Laura and I ended up going to different high schools, but we got together almost every day after class. On the way home, we would stop at the local 7-Eleven and buy mounds of candy
and ice cream to eat while we did our homework. Laura could eat a few bites of each one and be satisfied, but I didn’t stop until I had devoured the last bite, even scraping clean the family-size container of ice cream.

I don’t know why a serving or two wasn’t enough, but I always had to get to the bottom of the carton. It would kill me to put an unfinished pint of Häagen-Dazs back into the freezer. Back then I had no idea why I had that kind of insatiable urge. I only knew that if my eating was interrupted, I would fixate on going back for more.

I knew what I was doing was wrong, but it didn’t change my behavior. My mother noticed that I would sometimes steal away to eat junk food, and she would chastise me for it. “Mika, you’ve got to have more discipline,” she would say. “Mika, you are just compulsive!” I don’t think she knew how true that word was. I was a compulsive eater, and I was developing a dangerous pattern that would chart the course for a very dysfunctional relationship with food.

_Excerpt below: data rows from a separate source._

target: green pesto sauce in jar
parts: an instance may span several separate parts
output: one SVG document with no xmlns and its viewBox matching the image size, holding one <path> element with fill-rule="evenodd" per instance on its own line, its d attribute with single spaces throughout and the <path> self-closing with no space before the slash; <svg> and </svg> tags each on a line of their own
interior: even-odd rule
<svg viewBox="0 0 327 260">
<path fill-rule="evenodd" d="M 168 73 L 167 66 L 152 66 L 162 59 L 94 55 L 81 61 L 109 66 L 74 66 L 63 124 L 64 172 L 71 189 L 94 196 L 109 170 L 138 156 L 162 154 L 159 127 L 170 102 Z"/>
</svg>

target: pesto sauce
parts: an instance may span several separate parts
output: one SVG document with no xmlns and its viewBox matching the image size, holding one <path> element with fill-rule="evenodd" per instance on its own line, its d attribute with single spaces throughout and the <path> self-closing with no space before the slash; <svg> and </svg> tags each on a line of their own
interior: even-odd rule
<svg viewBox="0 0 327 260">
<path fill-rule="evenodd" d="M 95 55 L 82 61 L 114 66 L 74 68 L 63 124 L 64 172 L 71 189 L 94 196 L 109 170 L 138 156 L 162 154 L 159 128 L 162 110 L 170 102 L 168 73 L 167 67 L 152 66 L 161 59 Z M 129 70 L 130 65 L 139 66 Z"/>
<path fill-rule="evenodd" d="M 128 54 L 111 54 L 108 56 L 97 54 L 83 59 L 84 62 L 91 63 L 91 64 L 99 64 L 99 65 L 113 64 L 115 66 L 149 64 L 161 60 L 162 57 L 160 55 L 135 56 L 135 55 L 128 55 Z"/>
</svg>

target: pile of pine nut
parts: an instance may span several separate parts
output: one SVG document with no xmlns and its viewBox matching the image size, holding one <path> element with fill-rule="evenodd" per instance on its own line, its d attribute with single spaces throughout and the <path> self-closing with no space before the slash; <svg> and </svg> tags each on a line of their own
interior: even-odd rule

Here’s how it played out for me as a teenager. I was a poor student who had trouble focusing. Junk food and candy seemed to be about the only things I could keep my attention on. I always felt hungry, but it was a nagging, irrational hunger. It was the kind that can never really be satisfied, and it got in the way of my fulfilling my potential as a student and a person. I just didn’t have enough focus left to be able to listen in school or retain information.

I know now that I had some sort of a sensory disability, because I retain auditory information, but not what I read. My mother took me to visual therapy for several years, where I was supposed to train my eyes to focus, and I wore thick glasses. I
am absolutely certain my academic challenges played into what became an almost debilitating battle with food and diet.

While I have a successful career today, I really believe I could have done much more. More importantly, I could have enjoyed the journey, the joys and blessings in life, if only I had been able to turn off the messages urging me to eat. It was a self-destructive cycle. My teenage mind thought,
Okay, I can’t be the smartest girl in school, but I can get that food in me and that’ll feel good
. That feeling kept me isolated, even in my own home.

I come from a family of overachievers. My dad was the national security advisor to President Jimmy Carter and an architect of the Camp David accords; he is a gifted foreign policy expert/strategist/Harvard graduate/everything. My brother Mark is US ambassador to Sweden, brother Ian was a key player in the Pentagon during the Bush years, and my mother is an accomplished artist. In our family, intellect was a valued commodity, and I never felt mine measured up. I never really thought I brought much to the table, so junk food filled the emptiness I felt. I couldn’t bring
that
to the table, but I could stash it away and gobble it up later.